There is the feeling that there is already enough information out there, and that therefore we don’t need anyone else’s contribution. So much information is perceived as an ‘excess’, and its effect is to alienate us and disempower us. The point is precisely to make us feel like nothing we can do really matters – and if it matters it does for different reasons to the message conveyed- because it brings some kind of capital to the author, or because it provides authors with a sense of identity, of singularity or importance in a world where it is harder and harder to stand out. Black Mirror stuff.

This is an important part of this aporetic nature of being online and being a citizen: how to balance the rights of individual expression with the need to consider the effects it has on others given the current infrastructures for communication and the discourse they enable, encourage and actively produce.

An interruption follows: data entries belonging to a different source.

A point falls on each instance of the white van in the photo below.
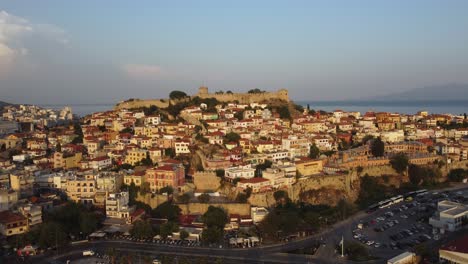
(88, 253)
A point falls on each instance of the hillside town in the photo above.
(208, 172)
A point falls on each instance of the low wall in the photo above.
(201, 208)
(195, 208)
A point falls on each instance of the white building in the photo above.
(153, 120)
(117, 206)
(449, 216)
(277, 177)
(258, 214)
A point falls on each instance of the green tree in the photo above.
(169, 152)
(232, 137)
(184, 234)
(166, 189)
(184, 198)
(220, 173)
(204, 198)
(177, 95)
(377, 147)
(167, 210)
(399, 162)
(212, 234)
(314, 152)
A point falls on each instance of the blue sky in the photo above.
(105, 51)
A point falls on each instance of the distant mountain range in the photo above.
(447, 92)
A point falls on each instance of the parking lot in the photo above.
(404, 225)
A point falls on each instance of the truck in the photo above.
(88, 253)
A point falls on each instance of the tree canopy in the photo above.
(377, 147)
(177, 95)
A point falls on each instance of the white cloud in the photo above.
(18, 36)
(144, 71)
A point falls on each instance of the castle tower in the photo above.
(203, 90)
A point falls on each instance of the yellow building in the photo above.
(134, 156)
(82, 189)
(67, 160)
(12, 223)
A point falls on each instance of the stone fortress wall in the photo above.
(244, 98)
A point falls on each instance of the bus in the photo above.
(397, 199)
(421, 192)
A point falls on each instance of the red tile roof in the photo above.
(9, 216)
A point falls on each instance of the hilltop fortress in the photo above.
(243, 98)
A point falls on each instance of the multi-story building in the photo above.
(32, 212)
(242, 172)
(454, 252)
(8, 198)
(168, 174)
(117, 206)
(307, 166)
(257, 184)
(138, 177)
(182, 147)
(82, 189)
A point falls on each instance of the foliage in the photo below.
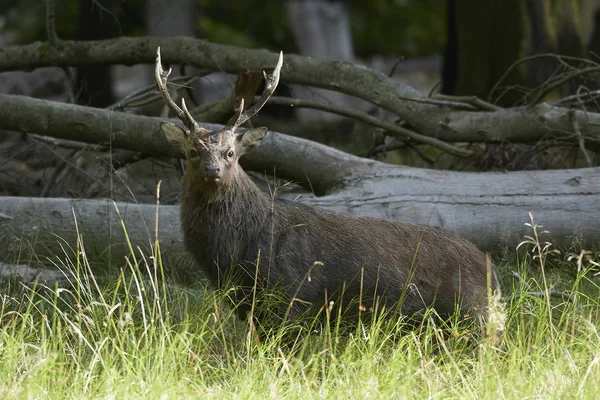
(400, 27)
(134, 336)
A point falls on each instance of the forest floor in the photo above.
(135, 336)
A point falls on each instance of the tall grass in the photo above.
(136, 336)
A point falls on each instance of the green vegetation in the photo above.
(135, 336)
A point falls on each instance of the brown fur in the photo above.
(226, 222)
(313, 255)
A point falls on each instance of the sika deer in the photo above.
(313, 255)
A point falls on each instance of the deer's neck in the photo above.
(223, 219)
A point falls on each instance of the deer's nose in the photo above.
(212, 170)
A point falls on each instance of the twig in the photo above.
(51, 22)
(441, 103)
(579, 98)
(68, 144)
(471, 100)
(149, 94)
(536, 56)
(551, 293)
(580, 139)
(364, 117)
(27, 274)
(566, 78)
(516, 275)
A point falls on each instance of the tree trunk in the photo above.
(322, 31)
(93, 84)
(489, 209)
(490, 36)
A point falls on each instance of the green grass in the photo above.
(134, 336)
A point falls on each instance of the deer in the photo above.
(238, 234)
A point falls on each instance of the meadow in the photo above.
(136, 335)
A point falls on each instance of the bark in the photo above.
(515, 125)
(93, 84)
(321, 30)
(316, 166)
(489, 209)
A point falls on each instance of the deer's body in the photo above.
(225, 227)
(315, 256)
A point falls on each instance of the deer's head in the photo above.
(213, 156)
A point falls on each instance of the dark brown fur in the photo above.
(226, 224)
(314, 256)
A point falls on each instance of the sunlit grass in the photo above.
(136, 336)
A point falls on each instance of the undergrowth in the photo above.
(135, 335)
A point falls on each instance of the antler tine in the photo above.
(161, 76)
(271, 84)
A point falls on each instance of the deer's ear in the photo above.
(173, 132)
(250, 139)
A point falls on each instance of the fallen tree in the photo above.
(443, 120)
(489, 209)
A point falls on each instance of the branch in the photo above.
(394, 129)
(516, 125)
(316, 166)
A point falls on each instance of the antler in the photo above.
(271, 84)
(183, 114)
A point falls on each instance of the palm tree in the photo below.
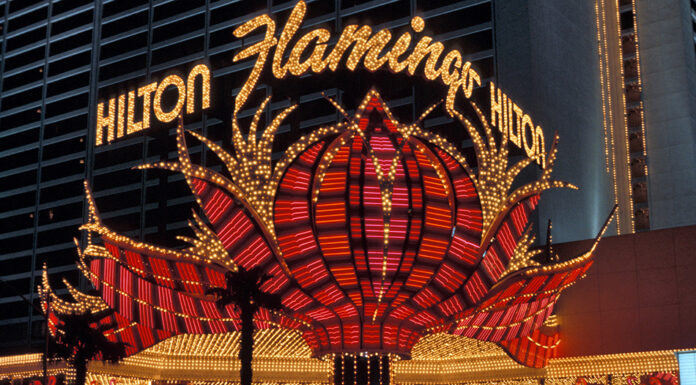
(244, 291)
(80, 338)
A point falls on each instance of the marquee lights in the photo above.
(375, 233)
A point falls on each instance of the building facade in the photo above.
(590, 71)
(61, 58)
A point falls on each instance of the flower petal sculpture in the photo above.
(375, 233)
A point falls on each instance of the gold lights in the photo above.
(366, 47)
(514, 123)
(494, 179)
(119, 118)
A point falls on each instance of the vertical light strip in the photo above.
(625, 122)
(640, 84)
(601, 80)
(612, 151)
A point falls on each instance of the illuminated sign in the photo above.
(119, 119)
(372, 232)
(355, 44)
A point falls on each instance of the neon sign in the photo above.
(119, 119)
(355, 44)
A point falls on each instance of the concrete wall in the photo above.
(547, 62)
(669, 90)
(639, 295)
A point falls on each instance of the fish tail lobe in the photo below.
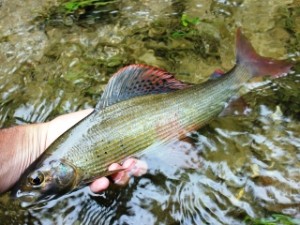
(255, 63)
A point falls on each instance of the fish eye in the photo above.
(36, 178)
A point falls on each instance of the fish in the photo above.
(141, 107)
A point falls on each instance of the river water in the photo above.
(246, 165)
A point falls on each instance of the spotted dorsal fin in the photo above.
(137, 80)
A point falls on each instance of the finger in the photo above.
(136, 167)
(120, 178)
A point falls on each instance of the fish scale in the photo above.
(141, 109)
(143, 124)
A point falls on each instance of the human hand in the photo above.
(21, 145)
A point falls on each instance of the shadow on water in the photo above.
(56, 60)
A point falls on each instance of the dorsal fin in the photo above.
(137, 80)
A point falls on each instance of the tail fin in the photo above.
(258, 65)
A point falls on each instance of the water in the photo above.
(237, 166)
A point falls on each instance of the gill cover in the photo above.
(45, 181)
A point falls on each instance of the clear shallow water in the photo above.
(236, 166)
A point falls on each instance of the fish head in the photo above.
(44, 181)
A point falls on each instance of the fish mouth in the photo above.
(26, 197)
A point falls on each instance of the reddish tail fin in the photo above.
(258, 65)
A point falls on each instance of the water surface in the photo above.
(237, 166)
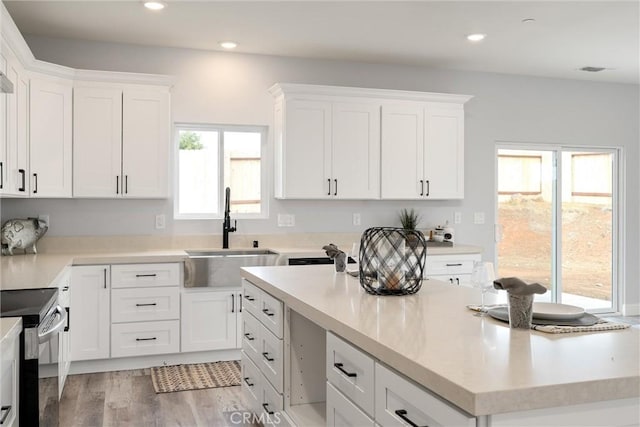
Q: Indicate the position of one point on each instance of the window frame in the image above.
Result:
(221, 129)
(618, 226)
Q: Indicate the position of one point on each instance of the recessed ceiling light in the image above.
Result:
(228, 45)
(155, 5)
(591, 69)
(477, 37)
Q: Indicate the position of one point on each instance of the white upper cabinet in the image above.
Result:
(355, 150)
(423, 151)
(146, 123)
(121, 142)
(97, 147)
(15, 165)
(444, 151)
(50, 149)
(354, 143)
(304, 150)
(326, 148)
(402, 152)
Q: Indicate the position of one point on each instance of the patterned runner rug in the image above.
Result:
(197, 376)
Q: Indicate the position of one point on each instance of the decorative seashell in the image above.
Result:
(21, 234)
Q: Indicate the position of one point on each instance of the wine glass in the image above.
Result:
(482, 277)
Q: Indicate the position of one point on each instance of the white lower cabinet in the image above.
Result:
(90, 323)
(399, 402)
(210, 319)
(452, 269)
(145, 338)
(124, 310)
(341, 412)
(9, 374)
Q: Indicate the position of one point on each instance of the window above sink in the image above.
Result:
(212, 157)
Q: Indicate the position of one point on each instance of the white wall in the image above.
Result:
(231, 88)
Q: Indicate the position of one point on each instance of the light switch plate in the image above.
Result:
(286, 220)
(457, 217)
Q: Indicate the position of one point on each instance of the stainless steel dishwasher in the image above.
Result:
(221, 268)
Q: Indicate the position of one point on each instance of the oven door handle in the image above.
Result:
(54, 329)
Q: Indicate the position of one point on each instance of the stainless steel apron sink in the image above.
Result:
(221, 268)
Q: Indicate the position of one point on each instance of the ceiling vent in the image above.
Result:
(592, 69)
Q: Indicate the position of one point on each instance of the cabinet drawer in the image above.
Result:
(400, 402)
(341, 412)
(251, 298)
(350, 371)
(144, 304)
(251, 336)
(271, 313)
(271, 403)
(144, 338)
(145, 275)
(271, 360)
(251, 383)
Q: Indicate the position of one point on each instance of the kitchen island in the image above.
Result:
(477, 364)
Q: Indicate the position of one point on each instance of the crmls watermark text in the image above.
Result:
(248, 418)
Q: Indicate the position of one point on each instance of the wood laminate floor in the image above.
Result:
(127, 398)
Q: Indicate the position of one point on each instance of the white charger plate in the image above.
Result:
(553, 311)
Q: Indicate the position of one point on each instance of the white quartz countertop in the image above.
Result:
(477, 363)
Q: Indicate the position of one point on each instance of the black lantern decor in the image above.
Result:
(392, 260)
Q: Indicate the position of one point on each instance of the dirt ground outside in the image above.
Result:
(525, 250)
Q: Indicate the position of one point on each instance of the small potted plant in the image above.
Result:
(409, 220)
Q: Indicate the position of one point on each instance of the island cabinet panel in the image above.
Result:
(613, 413)
(399, 402)
(351, 371)
(341, 412)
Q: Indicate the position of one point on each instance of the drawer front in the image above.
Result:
(271, 404)
(341, 412)
(450, 265)
(251, 386)
(351, 371)
(145, 304)
(400, 402)
(251, 298)
(251, 337)
(145, 338)
(145, 275)
(271, 314)
(271, 358)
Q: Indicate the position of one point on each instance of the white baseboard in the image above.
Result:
(128, 363)
(631, 309)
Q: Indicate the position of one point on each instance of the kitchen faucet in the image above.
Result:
(226, 224)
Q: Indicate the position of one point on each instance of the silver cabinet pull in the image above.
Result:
(7, 411)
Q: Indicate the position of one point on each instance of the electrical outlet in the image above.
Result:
(160, 222)
(286, 220)
(478, 218)
(45, 218)
(457, 217)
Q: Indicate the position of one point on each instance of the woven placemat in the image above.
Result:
(197, 376)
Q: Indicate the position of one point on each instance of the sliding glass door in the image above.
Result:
(557, 216)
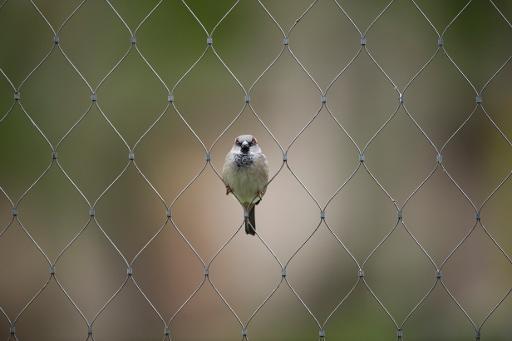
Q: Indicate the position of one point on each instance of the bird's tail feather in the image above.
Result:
(250, 223)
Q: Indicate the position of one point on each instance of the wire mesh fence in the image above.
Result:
(40, 122)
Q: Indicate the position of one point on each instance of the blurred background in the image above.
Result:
(400, 157)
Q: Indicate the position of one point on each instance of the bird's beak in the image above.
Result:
(244, 147)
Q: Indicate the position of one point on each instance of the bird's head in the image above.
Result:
(246, 144)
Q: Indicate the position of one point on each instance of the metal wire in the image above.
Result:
(359, 166)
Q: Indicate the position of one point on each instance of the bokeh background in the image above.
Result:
(478, 158)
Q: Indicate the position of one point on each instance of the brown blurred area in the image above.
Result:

Terrorism and mass social media have something in common: one of their side effects is to make individuals and communities feel like there’s nothing they can do to make a difference, that no resistance is likely to make a difference, that no awareness or documentation of the terror will stop the pain.

I said I felt lost for words, and now I’ve written more than 1500 words. The irony is painful and awareness has its limitations.

To be honest I don’t know how to end this post. I just want to resist repressing the grief and the concern. I want to think there are still ways we can share our feelings, report on what we believe deserves to be known, and be active part of our communities.

The logic of Terrorism and the commodification of all human communication, of human pain, packaged as ‘content’,  cannot triumph, even if our humble means to resist it are always-already the same tools used to advance it. It’s perhaps a question of remembering the precious singularity, the absolute uniqueness of each human being in this world.


*Not just people like Paul Ricoeur and Dominick LaCapra, just look at this 2015 conference programme for more recent work.